The MoD argues that it should not be held liable to pay for the men's medical complications.
The criticisms from Mr Joyce prompted a fresh offensive from the Armed Forces minister Bill Rammell, who said that not challenging the men's payments would have been "unfair and disadvantaging" to their more seriously injured colleagues.
"If this were about money then the Government wouldn't have doubled the maximum payout in compensation as we did just last year," Mr Rammell told the BBC yesterday. "Those are not the actions of a Government which is resigning from its responsibilities."
The Conservatives pushed Mr Joyce's comments as further evidence that the Prime Minister had lost control of his Government which they claimed was in a fast and terminal decline. Greg Hands, a Treasury spokesman for the Tories, said that ministers appeared to be "losing the will to govern".

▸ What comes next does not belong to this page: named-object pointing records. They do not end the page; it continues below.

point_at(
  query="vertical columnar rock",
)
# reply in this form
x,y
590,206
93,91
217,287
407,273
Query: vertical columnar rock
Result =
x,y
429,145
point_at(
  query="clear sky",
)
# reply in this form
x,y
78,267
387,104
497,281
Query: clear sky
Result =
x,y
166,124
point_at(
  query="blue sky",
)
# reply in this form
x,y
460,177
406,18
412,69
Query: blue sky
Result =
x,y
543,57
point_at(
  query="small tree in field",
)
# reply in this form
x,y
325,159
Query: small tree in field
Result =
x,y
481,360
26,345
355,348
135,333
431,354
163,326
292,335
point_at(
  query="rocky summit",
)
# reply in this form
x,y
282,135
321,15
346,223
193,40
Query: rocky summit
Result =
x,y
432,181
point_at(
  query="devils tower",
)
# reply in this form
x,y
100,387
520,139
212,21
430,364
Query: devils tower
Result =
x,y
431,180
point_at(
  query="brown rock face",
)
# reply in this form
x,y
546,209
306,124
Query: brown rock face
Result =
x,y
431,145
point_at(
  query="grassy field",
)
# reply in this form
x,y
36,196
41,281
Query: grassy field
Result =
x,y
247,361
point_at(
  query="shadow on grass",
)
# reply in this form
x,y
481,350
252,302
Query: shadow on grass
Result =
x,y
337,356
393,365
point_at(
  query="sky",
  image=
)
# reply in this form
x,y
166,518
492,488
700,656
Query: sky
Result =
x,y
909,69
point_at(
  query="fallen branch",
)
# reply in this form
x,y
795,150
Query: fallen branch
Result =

Speaking out: Labour's rebels
*Tom Harris, the former transport minister, tried to fend off criticism after he said that the public were "bloody miserable" as the credit crunch hit. Gordon Brown was not so laid back about the remarks, however, and Harris was sacked at the next reshuffle.
*Hazel Blears' now infamous "YouTube if you want to" jibe at the Prime Minster made her Cabinet role impossible. Brown publicly accused her of "totally unacceptable behaviour" following a series of allegations about her parliamentary expenses, but Blears stepped down in June before she was pushed.
*Angela Smith, a ministerial aide, admitted that she had "concerns" over the abolition of the 10p tax rate. She was persuaded not to resign after Gordon Brown interrupted a US trip to talk her round.
*Jim McGovern felt he could not remain a ministerial aide in the Business Department after saying it "beggared belief" that a private company could be selected to advise the Royal Mail.